No cabe duda de que las economías necesitan mayores niveles de inversión pública. Esta inversión es esencial tanto para los bienes públicos como para estimular la actividad privada. Durante las discusiones sobre el presupuesto, se ha indicado que el gasto público proyectado muestra un sesgo anti-inversión, ya que se prevé una reducción de 2.500 millones de dólares en la partida destinada al gasto de capital para 2026. Esto implicaría un aumento proporcional de la participación del gasto corriente en el total del gasto público.
Este sesgo se asume bajo la premisa de que existe una jerarquía social clara en las inversiones y que estas son justificables en todo momento. Sin embargo, hay vasta literatura que indica que la sobreinversión pública puede tener efectos negativos en el crecimiento, como una menor productividad marginal, deterioro de las finanzas públicas, aumento de la presión sobre las tasas de interés y distorsiones en distintos sectores. Por ello, es crucial identificar qué partidas del gasto de capital se verán afectadas y si realmente existe tal jerarquización social. Asimismo, se debe prestar atención al crecimiento del gasto corriente, priorizando la transparencia y la eficiencia.

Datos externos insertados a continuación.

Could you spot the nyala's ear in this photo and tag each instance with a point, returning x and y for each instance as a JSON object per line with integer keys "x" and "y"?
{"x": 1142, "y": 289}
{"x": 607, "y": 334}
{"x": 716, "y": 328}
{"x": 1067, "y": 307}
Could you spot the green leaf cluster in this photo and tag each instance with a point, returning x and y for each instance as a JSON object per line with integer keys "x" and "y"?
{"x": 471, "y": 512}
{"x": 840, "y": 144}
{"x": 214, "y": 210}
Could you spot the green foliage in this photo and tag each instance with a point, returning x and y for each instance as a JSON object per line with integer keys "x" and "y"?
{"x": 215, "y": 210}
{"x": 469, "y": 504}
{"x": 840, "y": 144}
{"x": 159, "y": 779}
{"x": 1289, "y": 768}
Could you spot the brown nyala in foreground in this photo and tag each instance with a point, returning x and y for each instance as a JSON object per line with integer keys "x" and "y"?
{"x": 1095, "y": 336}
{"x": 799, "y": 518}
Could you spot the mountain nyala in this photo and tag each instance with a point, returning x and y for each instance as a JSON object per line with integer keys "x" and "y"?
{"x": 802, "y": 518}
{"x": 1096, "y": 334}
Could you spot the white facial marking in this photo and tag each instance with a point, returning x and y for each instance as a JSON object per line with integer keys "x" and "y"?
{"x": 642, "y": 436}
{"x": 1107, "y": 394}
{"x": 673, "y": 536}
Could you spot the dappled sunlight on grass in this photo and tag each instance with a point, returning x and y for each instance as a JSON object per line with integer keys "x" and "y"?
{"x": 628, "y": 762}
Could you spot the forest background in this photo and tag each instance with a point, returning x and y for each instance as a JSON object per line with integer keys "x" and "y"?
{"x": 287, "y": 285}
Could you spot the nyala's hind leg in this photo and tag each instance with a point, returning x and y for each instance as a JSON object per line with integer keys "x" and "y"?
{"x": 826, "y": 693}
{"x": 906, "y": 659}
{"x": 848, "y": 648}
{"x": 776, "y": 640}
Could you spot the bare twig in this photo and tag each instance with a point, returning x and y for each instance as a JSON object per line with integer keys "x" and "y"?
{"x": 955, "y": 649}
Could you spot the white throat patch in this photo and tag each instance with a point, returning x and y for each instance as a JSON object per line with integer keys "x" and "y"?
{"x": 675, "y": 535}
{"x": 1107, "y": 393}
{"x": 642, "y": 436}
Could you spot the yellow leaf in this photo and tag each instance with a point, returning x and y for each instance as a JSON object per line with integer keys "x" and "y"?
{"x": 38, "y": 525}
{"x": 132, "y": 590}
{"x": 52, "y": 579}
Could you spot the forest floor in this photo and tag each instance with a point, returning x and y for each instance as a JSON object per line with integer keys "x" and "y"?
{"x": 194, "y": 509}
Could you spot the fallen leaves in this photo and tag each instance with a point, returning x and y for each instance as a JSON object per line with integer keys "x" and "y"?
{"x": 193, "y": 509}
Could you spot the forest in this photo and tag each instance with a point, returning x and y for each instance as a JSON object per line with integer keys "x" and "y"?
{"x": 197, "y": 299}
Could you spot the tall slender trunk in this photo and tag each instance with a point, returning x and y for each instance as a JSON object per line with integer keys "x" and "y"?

Por último, es importante reconocer que el Estado también enfrenta desafíos debido a la burocracia, como se ha evidenciado en la reconstrucción de Valparaíso. Por lo tanto, la discusión presupuestaria debería incluir un análisis de los procesos administrativos para identificar posibles cuellos de botella que afecten la ejecución del gasto público en áreas críticas.

Francisco Castañeda, economista y académico de la Universidad Central.